Relative permissivité
A l’inverse, cette martyrologie n’a aucun sens pour les jeunes gens qui fréquentent le rutilant centre commercial Sam, rue Fereshteh, dans le nord de Téhéran, et ils ne comprennent même pas que l’on puisse s’y intéresser. Leur petit coin d’éden est bien différent : c’est un coffee-shop où l’on imite le style garage de Los Angeles, avec tuyauterie apparente et où aucune chaise ne ressemble à sa voisine. A l’entrée, les gardes privés remplacent les miliciens. C’est aussi le paradis des nez refaits – au moins 60 % des filles sont passées chez un chirurgien esthétique qui leur a donné une forme d’appendice assez reconnaissable. C’est aussi celui des sacs Hermès, des vrais, pas des imitations. Chez les garçons, les boutons de manchette Montblanc sont portés ostensiblement.

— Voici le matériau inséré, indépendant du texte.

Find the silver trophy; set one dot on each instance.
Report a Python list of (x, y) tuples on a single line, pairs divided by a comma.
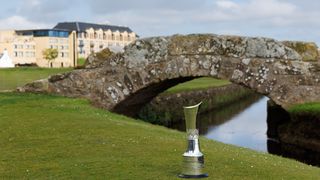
[(193, 161)]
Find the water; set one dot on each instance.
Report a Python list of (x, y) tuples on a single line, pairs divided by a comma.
[(243, 123), (246, 128)]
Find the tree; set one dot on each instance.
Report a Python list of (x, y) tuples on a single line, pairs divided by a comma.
[(50, 54)]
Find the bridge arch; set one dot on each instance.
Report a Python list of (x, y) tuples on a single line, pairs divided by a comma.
[(149, 66)]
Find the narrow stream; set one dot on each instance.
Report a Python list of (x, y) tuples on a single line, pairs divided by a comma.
[(247, 128), (242, 123)]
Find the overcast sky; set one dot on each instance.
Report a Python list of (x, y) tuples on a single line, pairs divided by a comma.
[(279, 19)]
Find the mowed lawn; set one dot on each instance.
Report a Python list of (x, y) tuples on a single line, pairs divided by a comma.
[(11, 78), (51, 137)]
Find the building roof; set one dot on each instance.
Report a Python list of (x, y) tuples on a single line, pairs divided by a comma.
[(81, 27)]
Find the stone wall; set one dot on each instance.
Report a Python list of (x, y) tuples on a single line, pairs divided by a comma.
[(149, 66)]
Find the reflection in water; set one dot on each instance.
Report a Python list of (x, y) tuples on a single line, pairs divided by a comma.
[(247, 128), (245, 124), (242, 123)]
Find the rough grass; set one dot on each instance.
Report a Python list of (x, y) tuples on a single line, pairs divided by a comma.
[(301, 111), (50, 137), (12, 78), (197, 84)]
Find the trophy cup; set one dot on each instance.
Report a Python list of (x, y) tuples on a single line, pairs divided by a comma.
[(193, 161)]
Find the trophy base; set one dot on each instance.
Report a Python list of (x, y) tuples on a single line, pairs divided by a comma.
[(193, 176)]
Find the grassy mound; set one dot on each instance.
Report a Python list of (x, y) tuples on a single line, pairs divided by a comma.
[(12, 78), (50, 137)]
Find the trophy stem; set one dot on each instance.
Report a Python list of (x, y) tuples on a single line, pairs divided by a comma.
[(193, 159)]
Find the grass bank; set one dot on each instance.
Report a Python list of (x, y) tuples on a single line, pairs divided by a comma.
[(50, 137), (311, 109), (11, 78)]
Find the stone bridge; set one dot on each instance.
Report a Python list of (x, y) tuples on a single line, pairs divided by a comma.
[(147, 67)]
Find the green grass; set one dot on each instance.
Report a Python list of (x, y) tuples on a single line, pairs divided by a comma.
[(196, 84), (50, 137), (312, 108), (305, 111), (10, 79)]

Régulièrement, les foulards tombent sur les épaules pour quelques poignées de secondes, voire de minutes, des filles qui se glissent sur la petite terrasse pour fumer. Est-ce un jeu, un défi, une forme de résistance ? «L’obligation du foulard, c’est ce qui me pèse le plus. Ensuite, c’est la pollution de Téhéran. Et, en troisième, l’absence de libertés», répond Shoukoufe, une jolie fausse blonde de 27 ans, professeure d’anglais. La très relative permissivité dont elle et ses copines bénéficient est à mettre au crédit du Président, Hassan Rohani. «Ça va mieux avec lui. Les bassidji continuent de faire irruption dans les soirées, cela vient d’arriver à une de mes copines, mais moins fréquemment. Et la différence, aussi, c’est que, quand ils nous arrêtent, ils ne nous mettent plus les menottes.»